Ce système de communication repose sur la double contrainte ou les injonctions paradoxales que nous pourrions définir comme des « ordres explicites ou implicites intimés à quelqu’un qui ne peut en satisfaire un sans violer l’autre ». Il est établi dans un cadre fixé et non négociable voire imperceptible : celui de la performance et réussite scolaire par l’acquisition de compétences vendables sur le marché du travail (et non plus du savoir).

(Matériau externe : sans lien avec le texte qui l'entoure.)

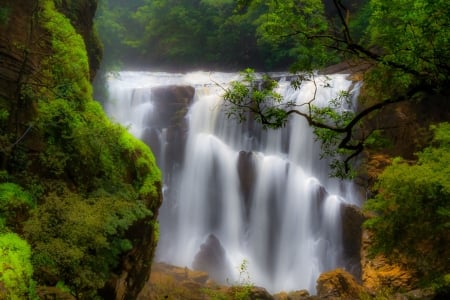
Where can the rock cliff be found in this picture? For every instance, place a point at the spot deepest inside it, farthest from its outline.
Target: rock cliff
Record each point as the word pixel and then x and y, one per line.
pixel 55 139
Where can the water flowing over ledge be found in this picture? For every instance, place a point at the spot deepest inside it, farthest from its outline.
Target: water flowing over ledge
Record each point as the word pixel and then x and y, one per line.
pixel 233 192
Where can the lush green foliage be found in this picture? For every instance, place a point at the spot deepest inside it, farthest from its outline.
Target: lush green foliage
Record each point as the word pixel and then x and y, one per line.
pixel 408 50
pixel 66 75
pixel 411 210
pixel 14 205
pixel 255 97
pixel 15 268
pixel 78 240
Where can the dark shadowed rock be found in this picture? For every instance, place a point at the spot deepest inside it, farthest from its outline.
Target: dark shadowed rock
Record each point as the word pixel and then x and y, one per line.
pixel 339 284
pixel 212 259
pixel 352 219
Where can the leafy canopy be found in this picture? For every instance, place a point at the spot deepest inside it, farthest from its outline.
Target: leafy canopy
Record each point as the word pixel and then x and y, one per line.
pixel 410 213
pixel 407 51
pixel 15 268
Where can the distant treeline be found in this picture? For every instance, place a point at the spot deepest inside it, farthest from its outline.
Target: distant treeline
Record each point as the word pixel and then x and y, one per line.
pixel 188 34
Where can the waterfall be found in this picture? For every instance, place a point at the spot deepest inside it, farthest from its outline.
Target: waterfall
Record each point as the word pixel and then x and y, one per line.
pixel 233 192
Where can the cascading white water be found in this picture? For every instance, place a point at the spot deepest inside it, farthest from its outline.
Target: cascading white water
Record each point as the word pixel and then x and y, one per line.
pixel 245 194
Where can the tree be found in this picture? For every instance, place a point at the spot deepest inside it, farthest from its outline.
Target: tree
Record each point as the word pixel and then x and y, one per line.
pixel 410 214
pixel 407 50
pixel 78 241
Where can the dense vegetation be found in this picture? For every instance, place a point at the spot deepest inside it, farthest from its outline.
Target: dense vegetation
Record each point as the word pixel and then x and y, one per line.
pixel 72 183
pixel 411 211
pixel 405 48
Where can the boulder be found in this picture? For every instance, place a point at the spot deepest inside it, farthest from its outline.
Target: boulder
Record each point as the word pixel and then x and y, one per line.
pixel 339 284
pixel 212 258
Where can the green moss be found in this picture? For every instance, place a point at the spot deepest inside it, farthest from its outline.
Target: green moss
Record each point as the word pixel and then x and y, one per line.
pixel 15 268
pixel 90 178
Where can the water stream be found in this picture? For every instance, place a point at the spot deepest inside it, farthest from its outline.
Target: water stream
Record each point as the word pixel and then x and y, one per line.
pixel 233 192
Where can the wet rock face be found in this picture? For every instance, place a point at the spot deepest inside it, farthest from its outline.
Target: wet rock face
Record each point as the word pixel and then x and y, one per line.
pixel 339 284
pixel 212 258
pixel 352 219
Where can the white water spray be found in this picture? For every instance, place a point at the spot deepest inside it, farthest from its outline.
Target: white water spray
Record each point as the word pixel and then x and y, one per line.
pixel 259 196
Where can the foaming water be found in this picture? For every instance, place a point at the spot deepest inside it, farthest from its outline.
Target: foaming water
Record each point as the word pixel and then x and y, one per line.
pixel 264 195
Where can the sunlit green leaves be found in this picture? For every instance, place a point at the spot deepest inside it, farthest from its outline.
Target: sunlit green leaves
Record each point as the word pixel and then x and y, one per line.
pixel 410 212
pixel 15 268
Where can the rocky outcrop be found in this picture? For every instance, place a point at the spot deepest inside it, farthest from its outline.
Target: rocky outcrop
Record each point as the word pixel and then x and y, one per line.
pixel 339 284
pixel 380 273
pixel 25 46
pixel 171 104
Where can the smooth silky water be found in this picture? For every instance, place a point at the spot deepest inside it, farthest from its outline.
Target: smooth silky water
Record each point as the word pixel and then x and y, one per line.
pixel 264 195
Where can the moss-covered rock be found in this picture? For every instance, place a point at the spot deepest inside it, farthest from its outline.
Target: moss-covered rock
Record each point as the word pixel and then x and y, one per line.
pixel 97 189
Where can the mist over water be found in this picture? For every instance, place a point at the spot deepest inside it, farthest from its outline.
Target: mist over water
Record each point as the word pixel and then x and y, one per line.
pixel 235 192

Panneau illustrant  le double bind ou injonction paradoxale

 

Ce  recours  aux  injonctions  paradoxales créant un « double bind »  est ici utilisé par les  gouvernements  actuels et par l’UE. Ce type de communication paradoxale déviante ou perverse est pathogène socialement en ce qu’elle supprime et empêche la pensée créatrice de solution donc notre potentiel d’action et libre-arbitre. Elle se revêt trompeusement des oripeaux de « l’empowerment » et de l’e-démocratie (management participatif) afin de responsabiliser et valoriser l’autonomie individuelle chargée de devoir régler les injonctions paradoxales sans sortir du cadre pré-défini.  Dans notre exemple, c’est aux établissements de modifier leur propre règlement intérieur.  Elle piège aussi, parents et élèves qui ne pourront trouver de solution réelle aux mésusages de ces équipements. Chaque établissement et enseignants,le seront d’autant plus que les appareils seront la propriété des élèves (principe AVEC -Apportez son propre matériel numérique) ou fournis à visée d’expérimentation par un expérimentateur externe agréé. La stratégie sournoise est maintenant d’inciter les élèves d’acheter et disposer de leur propre smartphone ou montre connectée nécessaires pour réussir à l’école et réussir dans la vie… sous le doux nom de « l’école de la confiance ».